Abstract
Insect flight activity involves the mobilization, transport and utilization of endogenous energy reserves at extremely high rates. In insects engaging in long-distance flights, an elevated supply of fuel, particularly lipids, is required for extended periods of time to support the sustained activity of the flight muscles. These lipids are mobilized from triacylglycerol (TAG) stores accumulated in cytosolic lipid droplets of fat body cells. As a result of TAG mobilization, the concentration of diacylglycerol (DAG) in the insect blood (hemolymph) is increased progressively and gradually constitutes the principal fuel for flight. Peptide adipokinetic hormones (AKHs), synthesized and stored in neuroendocrine adipokinetic cells in the glandular lobes of the corpus cardiacum, play a crucial role in this process by controlling the process of lipolysis in the fat body and integrating flight energy metabolism.

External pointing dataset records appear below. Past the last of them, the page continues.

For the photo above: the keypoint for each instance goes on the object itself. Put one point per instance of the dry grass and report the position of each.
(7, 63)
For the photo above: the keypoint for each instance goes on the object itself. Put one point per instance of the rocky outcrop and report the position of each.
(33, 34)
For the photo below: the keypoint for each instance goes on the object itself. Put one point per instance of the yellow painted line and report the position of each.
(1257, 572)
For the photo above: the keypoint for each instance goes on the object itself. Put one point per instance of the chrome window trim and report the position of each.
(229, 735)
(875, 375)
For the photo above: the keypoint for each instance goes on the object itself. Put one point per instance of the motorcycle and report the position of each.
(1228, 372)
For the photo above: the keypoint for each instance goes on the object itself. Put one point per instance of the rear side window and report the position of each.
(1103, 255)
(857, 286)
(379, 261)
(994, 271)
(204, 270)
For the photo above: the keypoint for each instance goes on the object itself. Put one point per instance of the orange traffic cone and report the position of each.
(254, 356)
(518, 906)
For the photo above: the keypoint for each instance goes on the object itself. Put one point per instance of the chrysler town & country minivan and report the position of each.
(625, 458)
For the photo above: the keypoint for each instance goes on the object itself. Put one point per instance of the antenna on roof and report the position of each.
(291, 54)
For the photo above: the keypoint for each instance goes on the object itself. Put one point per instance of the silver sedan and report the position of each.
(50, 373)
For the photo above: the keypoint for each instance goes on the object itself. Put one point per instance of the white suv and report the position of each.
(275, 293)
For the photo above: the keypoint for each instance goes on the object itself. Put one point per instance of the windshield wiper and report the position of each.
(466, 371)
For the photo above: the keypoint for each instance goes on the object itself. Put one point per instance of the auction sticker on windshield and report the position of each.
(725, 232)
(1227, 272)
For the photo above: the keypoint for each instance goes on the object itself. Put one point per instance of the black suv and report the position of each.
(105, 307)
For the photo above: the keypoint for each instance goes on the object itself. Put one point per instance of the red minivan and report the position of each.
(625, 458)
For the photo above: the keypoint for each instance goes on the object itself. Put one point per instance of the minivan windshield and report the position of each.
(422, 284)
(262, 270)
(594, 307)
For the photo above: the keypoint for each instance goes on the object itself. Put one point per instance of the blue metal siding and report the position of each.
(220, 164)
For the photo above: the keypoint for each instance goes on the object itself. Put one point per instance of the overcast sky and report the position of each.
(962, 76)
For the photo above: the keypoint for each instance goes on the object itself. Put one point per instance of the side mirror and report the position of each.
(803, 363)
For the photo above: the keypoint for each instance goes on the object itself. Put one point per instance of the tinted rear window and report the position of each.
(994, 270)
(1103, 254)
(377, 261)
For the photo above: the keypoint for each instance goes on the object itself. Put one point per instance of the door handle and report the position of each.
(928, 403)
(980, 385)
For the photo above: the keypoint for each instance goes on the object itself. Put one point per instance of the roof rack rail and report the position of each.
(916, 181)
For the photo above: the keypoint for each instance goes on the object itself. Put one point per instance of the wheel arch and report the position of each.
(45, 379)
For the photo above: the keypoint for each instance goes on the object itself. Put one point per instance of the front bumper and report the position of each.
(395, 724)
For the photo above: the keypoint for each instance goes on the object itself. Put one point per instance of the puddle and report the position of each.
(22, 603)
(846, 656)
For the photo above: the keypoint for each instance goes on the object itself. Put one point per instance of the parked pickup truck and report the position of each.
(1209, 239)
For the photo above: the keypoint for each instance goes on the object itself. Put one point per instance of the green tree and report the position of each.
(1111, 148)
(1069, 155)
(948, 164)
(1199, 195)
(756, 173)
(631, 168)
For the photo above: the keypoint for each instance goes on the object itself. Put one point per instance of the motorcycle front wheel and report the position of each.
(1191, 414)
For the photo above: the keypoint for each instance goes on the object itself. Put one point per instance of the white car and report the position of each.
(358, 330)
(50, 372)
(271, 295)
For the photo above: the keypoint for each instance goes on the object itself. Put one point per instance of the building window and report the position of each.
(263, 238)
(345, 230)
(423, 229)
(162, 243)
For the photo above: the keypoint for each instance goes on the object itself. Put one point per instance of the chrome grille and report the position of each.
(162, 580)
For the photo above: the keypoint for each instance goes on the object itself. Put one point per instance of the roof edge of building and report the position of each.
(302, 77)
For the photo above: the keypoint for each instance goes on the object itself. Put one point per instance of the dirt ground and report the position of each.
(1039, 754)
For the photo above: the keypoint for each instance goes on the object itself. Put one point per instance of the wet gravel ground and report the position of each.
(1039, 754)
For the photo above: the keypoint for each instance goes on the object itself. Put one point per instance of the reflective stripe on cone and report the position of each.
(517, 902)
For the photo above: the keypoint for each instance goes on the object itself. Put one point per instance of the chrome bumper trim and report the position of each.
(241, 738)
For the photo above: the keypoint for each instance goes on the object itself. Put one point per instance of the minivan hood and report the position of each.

The onset of flight activity triggers the release of AKHs; the binding of these hormones to their G protein-coupled receptors at the fat body target cell membranes induces a number of coordinated signal transduction processes that ultimately result in the activation of fat body TAG lipolysis and the release of DAG on which long-distance flight is dependent. Recent data reveal that the mechanisms guiding mobilization of stored lipids, including the action of lipid droplet-associated TAG lipases, are conserved between insects and mammals. The transport of lipids in insect hemolymph requires specific lipoprotein carriers (lipophorins) that act as a lipid shuttle; the AKHinduced increase in DAG loading during flight activity results in reversible changes in the lipophorin particles, requiring the association of the exchangeable apolipoprotein, apolipophorin III (apoLp-III), to the particle surface to allow increased lipid uptake and efficient transport to the flight muscles.
Keywords: Adipokinetic hormones (AKH), structure, biosynthesis, release, AKH-signal transduction, lipid mobilization, lipid metabolism, AKH-induced lipophorin conversion.